The New Oxford Shakespeare reveals the Bard had a collaborator

25 November 2016

After years of research, OUP’s The New Oxford Shakespeare is the first edition of Shakespeare’s Complete Works to identify Christopher Marlowe as co-author of Henry VI parts one, two, and three.

All conclusions about authorship are endorsed by five leading specialists in the field, and are a result of a decade-long research initiative, The New Oxford Shakespeare project; the culmination of which coincides with the 400th anniversary of Shakespeare’s death. Work undertaken by the Press as part of this project uses the latest textual and theatrical studies to present a new consideration of Shakespeare’s works.

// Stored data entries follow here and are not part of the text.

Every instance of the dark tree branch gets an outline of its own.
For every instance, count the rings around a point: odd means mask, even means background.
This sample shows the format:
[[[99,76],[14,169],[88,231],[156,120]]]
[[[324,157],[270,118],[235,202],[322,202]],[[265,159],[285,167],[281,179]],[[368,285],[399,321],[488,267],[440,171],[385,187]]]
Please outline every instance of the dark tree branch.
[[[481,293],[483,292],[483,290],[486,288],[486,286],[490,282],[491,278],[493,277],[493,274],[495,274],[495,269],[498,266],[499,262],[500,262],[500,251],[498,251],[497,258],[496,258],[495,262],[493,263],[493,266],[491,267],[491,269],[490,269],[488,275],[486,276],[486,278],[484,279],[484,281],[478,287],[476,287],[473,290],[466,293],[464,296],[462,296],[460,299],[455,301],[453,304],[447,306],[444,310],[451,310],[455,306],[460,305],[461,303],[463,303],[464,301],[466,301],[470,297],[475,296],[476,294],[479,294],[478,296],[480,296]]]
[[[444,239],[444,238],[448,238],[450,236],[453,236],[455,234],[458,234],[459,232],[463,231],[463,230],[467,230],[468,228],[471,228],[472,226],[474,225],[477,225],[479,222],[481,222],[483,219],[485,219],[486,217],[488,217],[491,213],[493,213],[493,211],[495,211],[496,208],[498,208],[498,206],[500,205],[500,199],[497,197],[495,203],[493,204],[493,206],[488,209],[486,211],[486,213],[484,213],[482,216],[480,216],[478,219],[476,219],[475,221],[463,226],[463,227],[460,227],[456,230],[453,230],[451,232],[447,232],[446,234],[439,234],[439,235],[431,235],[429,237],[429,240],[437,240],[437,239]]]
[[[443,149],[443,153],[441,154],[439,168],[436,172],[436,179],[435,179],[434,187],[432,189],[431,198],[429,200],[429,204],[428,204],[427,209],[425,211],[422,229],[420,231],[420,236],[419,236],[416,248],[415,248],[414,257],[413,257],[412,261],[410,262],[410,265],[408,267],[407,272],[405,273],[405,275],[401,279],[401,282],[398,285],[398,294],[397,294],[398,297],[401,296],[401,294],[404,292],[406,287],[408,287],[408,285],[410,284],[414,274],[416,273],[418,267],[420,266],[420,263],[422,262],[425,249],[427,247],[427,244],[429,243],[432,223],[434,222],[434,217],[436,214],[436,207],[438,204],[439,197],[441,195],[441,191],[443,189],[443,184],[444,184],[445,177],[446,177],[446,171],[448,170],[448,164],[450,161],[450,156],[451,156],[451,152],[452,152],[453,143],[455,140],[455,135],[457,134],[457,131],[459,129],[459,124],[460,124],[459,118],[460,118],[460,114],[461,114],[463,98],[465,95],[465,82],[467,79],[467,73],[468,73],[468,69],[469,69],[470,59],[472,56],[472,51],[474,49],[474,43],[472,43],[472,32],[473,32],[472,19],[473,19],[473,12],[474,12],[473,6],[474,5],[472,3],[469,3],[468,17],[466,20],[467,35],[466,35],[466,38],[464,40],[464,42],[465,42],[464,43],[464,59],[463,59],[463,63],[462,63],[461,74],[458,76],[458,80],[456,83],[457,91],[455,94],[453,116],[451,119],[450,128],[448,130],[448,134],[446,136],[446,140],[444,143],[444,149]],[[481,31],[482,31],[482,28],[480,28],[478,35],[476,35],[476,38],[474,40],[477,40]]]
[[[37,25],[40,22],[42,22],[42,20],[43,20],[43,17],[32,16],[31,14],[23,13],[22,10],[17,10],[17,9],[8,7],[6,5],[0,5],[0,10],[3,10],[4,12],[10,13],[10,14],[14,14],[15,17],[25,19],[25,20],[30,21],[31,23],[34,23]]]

Gary Taylor, General Editor of The New Oxford Shakespeare, explained how new techniques have improved research: “Shakespeare has now fully entered the era of Big Data. Earlier attempts to answer all these questions about Shakespeare's collaborative work have been limited to intuitions, or to hand counts of a small number of features. We can now situate Shakespeare within large digital databases of almost all extant early modern plays, and almost all early modern printed poetry and literary prose. This makes it possible to distinguish, more precisely and more confidently, Shakespeare's stylistic identity from that of his fellow playwrights."

OUP has a longstanding history when it comes to publishing the works of Shakespeare. In 1743, Sir Thomas Hanmer, former Speaker of the House of Commons, worked on an edition, which became the fastest-selling title in Oxford’s history. Since then, OUP’s Shakespeare catalogue has evolved to span both academic and education materials.

In 1916 the Press’ Shakespeare’s England marked the 300th anniversary of the Bard’s death; while this year’s celebratory publishing includes David and Ben Crystal’s Oxford Illustrated Shakespeare Dictionary (honoured with a Falstaff Award); The Oxford Dictionary of Original Shakespearean Pronunciation by David Crystal; John Kerrigan’s Shakespeare’s Binding Language; and Shakespeare’s First Folio by Emma Smith. The Illuminating Shakespeare website provides free resources and publications, while a collaboration with the Royal Shakespeare Company resulted in the RSC School Shakespeare series for 11–14 year olds.